Deferido o processamento da recuperação judicial, o empresário ou a empresa postulante se sujeita a restrições excepcionais, fundamentadas nos princípios que regem o interesse público decorrente do pleito recuperacional, em especial dos princípios da preservação da empresa, da proteção aos trabalhadores e dos interesses dos credores (artigo 47 da Lei nº 11.101/05).

A atividade empresarial permanece sendo conduzida pelo empresário ou seus administradores durante o processo de soerguimento, sob fiscalização do comitê, se houver, e do administrador judicial, exceto se verificada alguma das causas de afastamento ou destituição (artigo 52, IV, e artigo 64, ambos da Lei nº 11.101/05), verificada mediante o devido processo legal.

A toda evidência, a atividade empresarial deve permanecer em pleno funcionamento, o que implica dizer que as negociações relacionadas com o objeto de atividade do negócio deverão ocorrer normalmente, com compra e venda de produtos, negociações, pagamento de despesas operacionais etc.

Nessa linha de intelecção, conforme interpretação sistemática do ordenamento jurídico, é possível afirmar haver limitação imposta pela legislação de regência relacionada ao patrimônio que se qualifique como ativo permanente.

De fato, a empresa em recuperação judicial não está impedida de funcionar, por menos de negociar, mas de alienar seu ativo permanente, conforme dispõe o artigo 66 da Lei nº 11.101/05. Colaciono:

"Artigo 66  Após a distribuição do pedido de recuperação judicial, o devedor não poderá alienar ou onerar bens ou direitos de seu ativo permanente, salvo evidente utilidade reconhecida pelo juiz, depois de ouvido o Comitê, com exceção daqueles previamente relacionados no plano de recuperação judicial".

Na definição contábil da expressão legal, ativo permanente representa o grupo do balanço patrimonial relativo aos bens ou direitos de natureza duradoura.
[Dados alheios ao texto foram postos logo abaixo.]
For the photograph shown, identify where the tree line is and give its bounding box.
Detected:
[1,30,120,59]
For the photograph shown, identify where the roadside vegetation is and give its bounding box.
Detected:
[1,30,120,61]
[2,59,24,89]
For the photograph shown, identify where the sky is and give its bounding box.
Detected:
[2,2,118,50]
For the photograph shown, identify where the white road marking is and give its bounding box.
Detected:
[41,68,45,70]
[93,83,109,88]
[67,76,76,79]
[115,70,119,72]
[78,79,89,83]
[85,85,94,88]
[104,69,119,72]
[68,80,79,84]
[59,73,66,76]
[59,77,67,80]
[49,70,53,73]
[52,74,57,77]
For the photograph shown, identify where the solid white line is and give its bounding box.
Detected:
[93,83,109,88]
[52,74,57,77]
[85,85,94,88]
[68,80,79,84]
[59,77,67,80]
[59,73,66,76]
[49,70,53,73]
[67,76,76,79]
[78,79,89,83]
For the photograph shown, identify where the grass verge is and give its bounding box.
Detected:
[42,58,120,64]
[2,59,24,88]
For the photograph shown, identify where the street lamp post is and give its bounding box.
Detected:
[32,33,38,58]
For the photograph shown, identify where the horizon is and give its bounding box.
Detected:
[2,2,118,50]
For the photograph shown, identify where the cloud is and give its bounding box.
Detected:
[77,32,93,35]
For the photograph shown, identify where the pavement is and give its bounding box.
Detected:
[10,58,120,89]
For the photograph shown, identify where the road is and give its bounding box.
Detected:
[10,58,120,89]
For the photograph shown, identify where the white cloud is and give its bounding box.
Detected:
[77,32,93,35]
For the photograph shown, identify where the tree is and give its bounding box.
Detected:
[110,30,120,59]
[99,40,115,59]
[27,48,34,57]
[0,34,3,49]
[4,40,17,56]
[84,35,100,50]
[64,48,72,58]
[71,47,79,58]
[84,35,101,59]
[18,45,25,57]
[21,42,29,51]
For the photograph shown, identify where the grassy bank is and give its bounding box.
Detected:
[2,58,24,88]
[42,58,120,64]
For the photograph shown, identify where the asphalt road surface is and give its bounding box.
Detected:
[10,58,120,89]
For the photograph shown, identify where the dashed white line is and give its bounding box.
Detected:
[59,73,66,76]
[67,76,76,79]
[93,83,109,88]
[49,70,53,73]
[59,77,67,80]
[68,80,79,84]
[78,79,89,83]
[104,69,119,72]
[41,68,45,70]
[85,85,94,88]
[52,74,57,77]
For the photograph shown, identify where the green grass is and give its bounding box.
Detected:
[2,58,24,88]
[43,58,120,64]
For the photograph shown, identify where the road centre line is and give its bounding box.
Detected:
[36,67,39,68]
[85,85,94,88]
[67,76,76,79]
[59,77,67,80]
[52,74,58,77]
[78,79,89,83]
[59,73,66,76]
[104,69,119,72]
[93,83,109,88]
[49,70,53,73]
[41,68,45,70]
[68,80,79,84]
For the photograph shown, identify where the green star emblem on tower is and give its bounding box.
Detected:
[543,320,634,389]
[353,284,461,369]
Com o advento da Lei nº 11.638/2007, que promoveu alterações na lei que disciplina a sociedade por ações (Lei nº 6.404/76), o ativo permanente passou a ser chamado de ativo não circulante, composto por bens de natureza de investimento, imobilizado, intangível e diferido.

Emprestando o conceito legal da lei que disciplina a sociedade por ações, ativo imobilizado passou a ser definido como os direitos que tenham por objeto bens corpóreos destinados à manutenção das atividades da companhia ou da empresa ou exercidos com essa finalidade, inclusive os decorrentes de operações que transfiram à companhia os benefícios, riscos e controles desses bens (artigo 179, IV, da Lei nº 6.404/76).

Nesse sentido, em consonância com o Comitê de Pronunciamento Contábeis (CPC 37), o exemplo do veículo automotor é considerado ativo não circulante, imobilizado, quando mantido para o uso na produção ou fornecimento de mercadorias ou serviços, ou para fins administrativos.

Cenário diametralmente oposto representa a alienação de grãos (commodity), que consiste no próprio bem de circulação ou produção da empresa que atua no ramo do agronegócio, produzindo, armazenando, exportando etc.

Logo, é possível concluir que a alienação de veículo automotor, acaso não seja essa a natureza de atividade empresarial, deve se enquadrar na categoria de ativo permanente, ou seja, não circulante, afeto pela regra do artigo 66 da Lei nº 11.101/05, exigindo, assim, autorização do comitê ou em da assembleia geral de credores.

Imperativo ressaltar, outrossim, que, nos termos do artigo 50 da Lei nº 11.101/05, constitui meio de recuperação judicial, observada a legislação pertinente a cada caso, entre outros: "XI – venda parcial dos bens". Assim, na hipótese de constar do plano de recuperação judicial a alienação de bens, e havendo a aprovação do plano em assembleia, com posterior homologação judicial, resta possibilitada a venda desses ativos, conforme definido no plano, sempre observando o que dispõe o artigo 140 da legislação de regência, no que couber.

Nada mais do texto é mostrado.